Hawaiian volcano shrimp or red feeder shrimp (Halocaridina rubra) work great for this. If a fine enough needle is used, they will survive a short while after being injected — long enough for their twitching and leg movements to attract the interest of the seahorse and trigger a feeding response.
Leslie Leddo reports that a 1/2 cc insulin syringe with a 26-gauge needle was ideal for injecting frozen Mysis or live red feeder shrimp. They plump up when injected and ~1/2 cc is about the most of the solution they can hold. There bodies will actually swell slightly as they are slowly injected and excess solution may start to leak out. The 26-gauge needle is fine enough that it does not kill the feeder shrimp outright; they survive long enough for the kicking of their legs and twitching to assure that they will be eaten.
Administering the Diamox orally in this way is the least stressful way to medicate the seahorse, so you may want to consider trying that first before you resort to the Diamox baths.
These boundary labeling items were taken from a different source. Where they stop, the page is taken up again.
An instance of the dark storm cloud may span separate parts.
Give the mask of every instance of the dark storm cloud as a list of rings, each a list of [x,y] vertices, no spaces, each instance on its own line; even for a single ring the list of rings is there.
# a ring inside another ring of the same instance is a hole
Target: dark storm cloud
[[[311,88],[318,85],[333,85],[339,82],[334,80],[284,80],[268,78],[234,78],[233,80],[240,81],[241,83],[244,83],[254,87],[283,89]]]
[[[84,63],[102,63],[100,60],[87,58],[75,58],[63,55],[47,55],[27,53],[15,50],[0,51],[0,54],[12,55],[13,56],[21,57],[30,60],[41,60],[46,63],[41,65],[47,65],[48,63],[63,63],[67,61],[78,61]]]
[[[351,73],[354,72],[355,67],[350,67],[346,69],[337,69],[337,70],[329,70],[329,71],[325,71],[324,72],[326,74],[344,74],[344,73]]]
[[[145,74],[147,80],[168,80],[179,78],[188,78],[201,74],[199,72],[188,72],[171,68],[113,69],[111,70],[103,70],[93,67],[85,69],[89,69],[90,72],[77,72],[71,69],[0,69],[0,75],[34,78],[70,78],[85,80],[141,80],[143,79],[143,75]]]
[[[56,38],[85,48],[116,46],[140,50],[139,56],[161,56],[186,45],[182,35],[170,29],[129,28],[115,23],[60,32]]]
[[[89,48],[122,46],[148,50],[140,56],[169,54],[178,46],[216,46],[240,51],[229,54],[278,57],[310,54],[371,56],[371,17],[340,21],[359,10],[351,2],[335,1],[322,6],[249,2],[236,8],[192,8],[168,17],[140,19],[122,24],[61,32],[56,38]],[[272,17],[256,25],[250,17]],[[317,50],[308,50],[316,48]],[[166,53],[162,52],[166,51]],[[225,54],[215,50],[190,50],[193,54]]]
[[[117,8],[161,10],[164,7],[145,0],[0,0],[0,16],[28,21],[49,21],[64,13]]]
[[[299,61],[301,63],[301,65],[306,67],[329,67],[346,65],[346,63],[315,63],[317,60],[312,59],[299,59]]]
You mentioned that the male with the bubble on the back of his head had developed a bad habit of perching high up in the tank near the overflow right at the surface, and if you have corrected that problem, you may have tipped the balance in his favorite again since the increased hydrostatic pressure at the bottom of your tall 65-gallon aquarium is much greater than it is near the top of the tank, of course, and the increased pressure may cause some of the gas to go back into solution and be resorbed. This condition can also be treated successfully by pressurizing the affected seahorse in a homemade decompression chamber at a depth of about 40 inches, and that is something that you may want to consider if you happen to order the Diamox through the mail and must wait a week or two for it to arrive. Let me know if you would like more information about the recompression/compression cure for GBD, and I can provide you with some instructions for preparing a homemade decompression chamber.
Best of luck getting your seahorse tank back to normal again, Mardean! If you have taken care of the bubble problem from the low water levels, and gradually corrected the pH and water quality parameters, you may be free of problems with GBD in the future.